The biggest difference is having to make all of the decisions on your own. With Hootie, we are absolutely a band; we are four guys. If you get outvoted 3 to 1, no matter how much you wanted it, you lose. With the country solo thing, it’s all up to me. And country music is a different animal than rock and pop. The whole genre is just so different and so more family oriented; People are friendlier. With the band it’s a totally different thing. I really feel like I’m not even doing the same thing sometimes.
You still are in contact with your Hootie and the Blowfish band and working with them, right?
Oh yeah, we play four shows a year every year. I am sure there will be another Hootie Tour and record sometime soon.
We hear you are rather philanthropic.
I do whatever I can, but try to work with children’s charities especially. For me, it’s just the way it is: I was raised to help people. I’m on the board of the Children’s Hospital at the Medical University of South Carolina. I love the work we do with St. Jude’s. I did something with the ACM Lifting Lives Music Camp (for children with disabilities) at the Academy of Country Music, which is still one of the greatest moments I’ve ever had on stage.
What was it like, winning a Grammy Award for Best New Artist with Hootie & The Blowfish?
That was cool, but the Grammy for “Let Her Cry” was the one that really blew me away. We figured they would probably have to give us best new artist but we didn’t think we were going to win the second one. Also, winning Country Music Award for Best New Artist–that was huge.
And then being inducted into the Grand Ole Opry…
That was more than I could ever explain to you. That was an amazing thing for me, and such an honor to be apart of. Now I am a family member of the Grand Ole Opry. When I walk in, the first thing I do is touch that plaque. There I am, right under Keith Urban. It’s pretty awesome!
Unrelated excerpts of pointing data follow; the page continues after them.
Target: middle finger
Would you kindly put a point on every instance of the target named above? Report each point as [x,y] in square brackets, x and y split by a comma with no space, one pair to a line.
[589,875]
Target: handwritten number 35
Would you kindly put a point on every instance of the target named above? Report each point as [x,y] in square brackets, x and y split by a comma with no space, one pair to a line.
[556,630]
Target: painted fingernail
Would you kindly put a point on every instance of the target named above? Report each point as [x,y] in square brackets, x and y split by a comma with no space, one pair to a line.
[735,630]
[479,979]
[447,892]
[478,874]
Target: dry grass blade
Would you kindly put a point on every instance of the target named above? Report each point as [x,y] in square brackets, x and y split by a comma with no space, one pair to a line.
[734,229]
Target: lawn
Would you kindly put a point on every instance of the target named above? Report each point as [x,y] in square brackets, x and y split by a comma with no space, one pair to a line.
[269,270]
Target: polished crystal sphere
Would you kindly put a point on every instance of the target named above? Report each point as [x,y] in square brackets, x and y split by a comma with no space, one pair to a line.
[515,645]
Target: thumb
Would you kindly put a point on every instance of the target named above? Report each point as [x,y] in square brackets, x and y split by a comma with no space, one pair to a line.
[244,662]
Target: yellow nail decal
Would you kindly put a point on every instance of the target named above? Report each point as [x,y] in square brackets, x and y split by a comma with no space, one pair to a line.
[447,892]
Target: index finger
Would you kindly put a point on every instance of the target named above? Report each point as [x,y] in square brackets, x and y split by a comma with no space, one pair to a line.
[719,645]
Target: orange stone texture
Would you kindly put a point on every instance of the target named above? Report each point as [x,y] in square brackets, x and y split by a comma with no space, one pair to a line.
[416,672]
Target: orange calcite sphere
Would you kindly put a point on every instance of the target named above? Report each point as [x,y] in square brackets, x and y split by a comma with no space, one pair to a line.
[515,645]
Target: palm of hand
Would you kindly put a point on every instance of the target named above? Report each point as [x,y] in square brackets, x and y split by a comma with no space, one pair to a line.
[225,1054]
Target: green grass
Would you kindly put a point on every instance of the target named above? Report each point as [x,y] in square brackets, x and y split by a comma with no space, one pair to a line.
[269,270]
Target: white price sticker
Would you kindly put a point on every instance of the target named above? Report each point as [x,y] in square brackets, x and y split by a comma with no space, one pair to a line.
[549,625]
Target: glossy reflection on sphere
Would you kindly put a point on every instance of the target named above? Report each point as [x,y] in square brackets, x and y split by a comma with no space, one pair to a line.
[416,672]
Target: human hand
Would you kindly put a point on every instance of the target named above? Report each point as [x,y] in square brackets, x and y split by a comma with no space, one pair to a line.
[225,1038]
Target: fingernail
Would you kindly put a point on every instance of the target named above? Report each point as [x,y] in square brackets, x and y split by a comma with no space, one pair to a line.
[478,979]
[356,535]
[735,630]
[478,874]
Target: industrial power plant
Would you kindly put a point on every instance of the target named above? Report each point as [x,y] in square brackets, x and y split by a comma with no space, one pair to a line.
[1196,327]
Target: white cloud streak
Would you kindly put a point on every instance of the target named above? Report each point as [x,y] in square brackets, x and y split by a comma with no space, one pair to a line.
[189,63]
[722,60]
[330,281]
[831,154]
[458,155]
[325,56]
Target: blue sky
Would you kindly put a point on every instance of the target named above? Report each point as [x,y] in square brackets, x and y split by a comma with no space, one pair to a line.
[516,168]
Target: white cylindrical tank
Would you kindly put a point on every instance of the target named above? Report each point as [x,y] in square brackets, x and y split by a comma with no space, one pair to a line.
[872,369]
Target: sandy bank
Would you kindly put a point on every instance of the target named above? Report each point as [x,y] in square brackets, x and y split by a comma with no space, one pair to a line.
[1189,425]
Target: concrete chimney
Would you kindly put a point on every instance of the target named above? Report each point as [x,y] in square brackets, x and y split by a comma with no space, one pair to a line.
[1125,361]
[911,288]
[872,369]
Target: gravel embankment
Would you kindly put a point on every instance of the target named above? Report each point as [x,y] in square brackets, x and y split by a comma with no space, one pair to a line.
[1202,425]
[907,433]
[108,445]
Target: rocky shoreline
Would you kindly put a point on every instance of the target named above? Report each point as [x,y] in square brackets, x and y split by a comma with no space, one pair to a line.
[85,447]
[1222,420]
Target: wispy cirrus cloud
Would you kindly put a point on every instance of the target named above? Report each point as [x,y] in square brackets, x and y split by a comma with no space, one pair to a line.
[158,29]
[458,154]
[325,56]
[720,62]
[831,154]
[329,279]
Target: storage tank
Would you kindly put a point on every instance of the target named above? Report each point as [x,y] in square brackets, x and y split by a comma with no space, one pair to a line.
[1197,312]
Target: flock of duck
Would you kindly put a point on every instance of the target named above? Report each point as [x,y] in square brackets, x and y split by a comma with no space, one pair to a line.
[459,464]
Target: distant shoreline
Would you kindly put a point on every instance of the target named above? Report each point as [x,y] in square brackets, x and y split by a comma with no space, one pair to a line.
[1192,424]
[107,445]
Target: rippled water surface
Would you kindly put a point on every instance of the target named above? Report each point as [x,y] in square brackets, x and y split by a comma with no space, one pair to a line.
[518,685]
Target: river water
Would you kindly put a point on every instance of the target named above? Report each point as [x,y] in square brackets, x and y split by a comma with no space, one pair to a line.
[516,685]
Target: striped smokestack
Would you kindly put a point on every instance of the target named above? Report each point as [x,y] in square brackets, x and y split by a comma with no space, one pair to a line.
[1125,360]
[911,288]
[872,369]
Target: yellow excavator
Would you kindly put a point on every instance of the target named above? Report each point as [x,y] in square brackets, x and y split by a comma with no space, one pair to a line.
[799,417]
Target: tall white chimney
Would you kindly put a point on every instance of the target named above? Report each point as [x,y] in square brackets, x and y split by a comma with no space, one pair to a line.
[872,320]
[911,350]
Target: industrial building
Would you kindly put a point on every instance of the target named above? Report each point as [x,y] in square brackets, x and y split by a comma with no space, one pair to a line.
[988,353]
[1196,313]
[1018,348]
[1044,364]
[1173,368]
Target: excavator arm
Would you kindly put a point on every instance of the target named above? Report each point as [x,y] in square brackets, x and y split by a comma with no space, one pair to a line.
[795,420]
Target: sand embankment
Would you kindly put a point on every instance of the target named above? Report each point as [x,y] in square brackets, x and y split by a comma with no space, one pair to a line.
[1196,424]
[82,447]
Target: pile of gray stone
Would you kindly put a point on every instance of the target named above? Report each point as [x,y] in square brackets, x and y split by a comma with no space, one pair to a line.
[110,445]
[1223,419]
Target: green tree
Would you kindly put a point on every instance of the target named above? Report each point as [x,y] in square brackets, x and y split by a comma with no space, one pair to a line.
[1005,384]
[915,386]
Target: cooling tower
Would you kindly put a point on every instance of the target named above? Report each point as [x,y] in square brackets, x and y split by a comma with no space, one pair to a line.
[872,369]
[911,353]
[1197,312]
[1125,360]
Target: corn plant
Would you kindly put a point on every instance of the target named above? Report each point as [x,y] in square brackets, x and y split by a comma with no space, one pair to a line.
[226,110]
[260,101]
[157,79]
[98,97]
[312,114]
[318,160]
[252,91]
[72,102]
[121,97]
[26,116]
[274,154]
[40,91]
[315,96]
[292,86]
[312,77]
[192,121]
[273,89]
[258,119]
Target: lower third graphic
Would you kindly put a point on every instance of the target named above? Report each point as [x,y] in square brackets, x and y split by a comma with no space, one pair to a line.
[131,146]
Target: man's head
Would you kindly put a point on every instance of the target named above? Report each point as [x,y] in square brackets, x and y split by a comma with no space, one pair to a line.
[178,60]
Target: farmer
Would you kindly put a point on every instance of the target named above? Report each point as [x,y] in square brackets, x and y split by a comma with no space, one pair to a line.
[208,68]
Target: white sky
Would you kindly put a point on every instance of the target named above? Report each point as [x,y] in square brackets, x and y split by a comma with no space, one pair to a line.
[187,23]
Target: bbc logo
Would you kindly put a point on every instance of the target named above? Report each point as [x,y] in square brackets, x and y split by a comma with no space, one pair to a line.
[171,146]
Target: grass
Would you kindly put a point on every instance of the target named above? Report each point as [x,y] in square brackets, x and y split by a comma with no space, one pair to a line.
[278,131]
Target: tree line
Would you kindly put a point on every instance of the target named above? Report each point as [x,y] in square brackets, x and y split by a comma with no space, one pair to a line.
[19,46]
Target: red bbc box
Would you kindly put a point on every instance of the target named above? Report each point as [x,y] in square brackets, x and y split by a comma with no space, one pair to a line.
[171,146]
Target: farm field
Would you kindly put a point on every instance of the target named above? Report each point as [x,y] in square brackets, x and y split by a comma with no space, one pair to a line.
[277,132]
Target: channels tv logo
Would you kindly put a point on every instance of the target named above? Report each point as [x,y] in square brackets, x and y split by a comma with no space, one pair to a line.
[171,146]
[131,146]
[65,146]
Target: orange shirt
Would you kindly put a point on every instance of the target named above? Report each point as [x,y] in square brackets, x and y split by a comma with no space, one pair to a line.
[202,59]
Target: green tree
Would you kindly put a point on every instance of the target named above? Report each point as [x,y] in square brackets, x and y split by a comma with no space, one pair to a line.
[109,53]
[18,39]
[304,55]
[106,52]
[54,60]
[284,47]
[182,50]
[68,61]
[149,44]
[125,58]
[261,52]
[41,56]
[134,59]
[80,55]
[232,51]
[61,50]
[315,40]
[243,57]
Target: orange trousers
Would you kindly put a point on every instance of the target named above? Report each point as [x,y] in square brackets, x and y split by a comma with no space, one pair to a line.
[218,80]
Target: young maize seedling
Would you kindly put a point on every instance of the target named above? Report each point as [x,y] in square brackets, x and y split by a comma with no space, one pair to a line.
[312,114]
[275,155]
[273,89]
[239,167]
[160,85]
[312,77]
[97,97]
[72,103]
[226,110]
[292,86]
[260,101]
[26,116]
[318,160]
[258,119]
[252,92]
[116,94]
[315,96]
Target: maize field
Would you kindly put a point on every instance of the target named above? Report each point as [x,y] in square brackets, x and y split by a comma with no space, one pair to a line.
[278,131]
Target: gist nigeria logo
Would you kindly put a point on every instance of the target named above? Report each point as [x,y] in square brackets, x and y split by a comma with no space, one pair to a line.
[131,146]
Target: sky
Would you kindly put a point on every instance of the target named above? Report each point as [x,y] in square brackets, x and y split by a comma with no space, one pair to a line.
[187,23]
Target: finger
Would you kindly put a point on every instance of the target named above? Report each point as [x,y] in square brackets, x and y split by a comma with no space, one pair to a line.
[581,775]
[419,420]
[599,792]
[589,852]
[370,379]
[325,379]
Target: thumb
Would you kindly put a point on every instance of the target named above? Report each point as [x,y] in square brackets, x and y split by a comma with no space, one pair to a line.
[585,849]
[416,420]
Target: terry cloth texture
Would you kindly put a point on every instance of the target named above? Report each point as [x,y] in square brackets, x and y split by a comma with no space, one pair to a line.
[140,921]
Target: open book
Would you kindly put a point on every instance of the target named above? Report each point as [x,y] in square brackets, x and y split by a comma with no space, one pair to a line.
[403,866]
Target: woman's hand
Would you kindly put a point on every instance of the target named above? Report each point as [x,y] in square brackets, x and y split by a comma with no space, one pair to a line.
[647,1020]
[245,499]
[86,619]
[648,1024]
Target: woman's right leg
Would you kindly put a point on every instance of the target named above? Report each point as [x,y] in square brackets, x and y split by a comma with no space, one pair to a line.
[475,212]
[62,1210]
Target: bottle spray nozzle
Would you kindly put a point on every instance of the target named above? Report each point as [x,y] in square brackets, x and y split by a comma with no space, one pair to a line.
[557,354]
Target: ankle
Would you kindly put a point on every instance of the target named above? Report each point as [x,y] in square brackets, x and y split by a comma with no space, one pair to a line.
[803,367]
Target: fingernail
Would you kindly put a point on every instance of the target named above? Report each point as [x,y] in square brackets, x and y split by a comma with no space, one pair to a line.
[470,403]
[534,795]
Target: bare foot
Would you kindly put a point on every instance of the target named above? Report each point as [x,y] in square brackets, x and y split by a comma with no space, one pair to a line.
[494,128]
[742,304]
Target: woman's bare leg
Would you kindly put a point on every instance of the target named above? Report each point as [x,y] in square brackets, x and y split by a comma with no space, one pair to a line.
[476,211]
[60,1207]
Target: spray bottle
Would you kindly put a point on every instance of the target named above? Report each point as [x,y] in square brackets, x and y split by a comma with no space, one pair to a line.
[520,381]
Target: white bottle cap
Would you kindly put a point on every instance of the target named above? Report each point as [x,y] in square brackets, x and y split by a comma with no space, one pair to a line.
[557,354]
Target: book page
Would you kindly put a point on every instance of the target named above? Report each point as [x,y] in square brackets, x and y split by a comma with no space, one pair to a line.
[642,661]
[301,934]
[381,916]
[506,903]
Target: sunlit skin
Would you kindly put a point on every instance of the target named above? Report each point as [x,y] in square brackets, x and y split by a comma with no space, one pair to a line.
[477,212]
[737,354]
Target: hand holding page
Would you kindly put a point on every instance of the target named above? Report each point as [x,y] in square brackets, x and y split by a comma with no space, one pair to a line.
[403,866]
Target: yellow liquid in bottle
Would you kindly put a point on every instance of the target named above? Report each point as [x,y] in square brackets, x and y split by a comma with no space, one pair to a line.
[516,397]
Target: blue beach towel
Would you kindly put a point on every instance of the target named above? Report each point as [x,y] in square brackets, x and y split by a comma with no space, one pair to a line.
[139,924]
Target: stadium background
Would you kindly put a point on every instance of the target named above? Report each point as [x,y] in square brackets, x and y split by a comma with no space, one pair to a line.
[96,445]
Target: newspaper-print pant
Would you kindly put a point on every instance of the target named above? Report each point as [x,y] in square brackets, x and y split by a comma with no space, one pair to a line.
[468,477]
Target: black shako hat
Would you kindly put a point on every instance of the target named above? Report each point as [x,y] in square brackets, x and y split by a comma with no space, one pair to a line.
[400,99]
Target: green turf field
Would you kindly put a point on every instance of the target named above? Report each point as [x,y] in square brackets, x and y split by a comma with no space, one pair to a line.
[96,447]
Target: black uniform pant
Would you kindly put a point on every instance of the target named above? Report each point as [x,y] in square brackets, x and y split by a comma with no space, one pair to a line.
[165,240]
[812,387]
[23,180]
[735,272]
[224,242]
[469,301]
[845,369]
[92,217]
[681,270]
I know you collaborated with the members of Lady Antebellum for your new single Wagon Wheel, how was working with them?
They are just great people. Charles is one of my best buddies. Asking him to help on that track was like asking a friend to come over and give you some sugar. It was like, “Hey, will you guys be on my record?” and they were like, “Yeah, tell us when you want us to be there and we will be there.” They show up a couple days later and sing their parts and it sounds amazing. And that wouldn’t happen in any other genre of music. It wouldn’t happen that easy in any other genre, and that is just country music right there.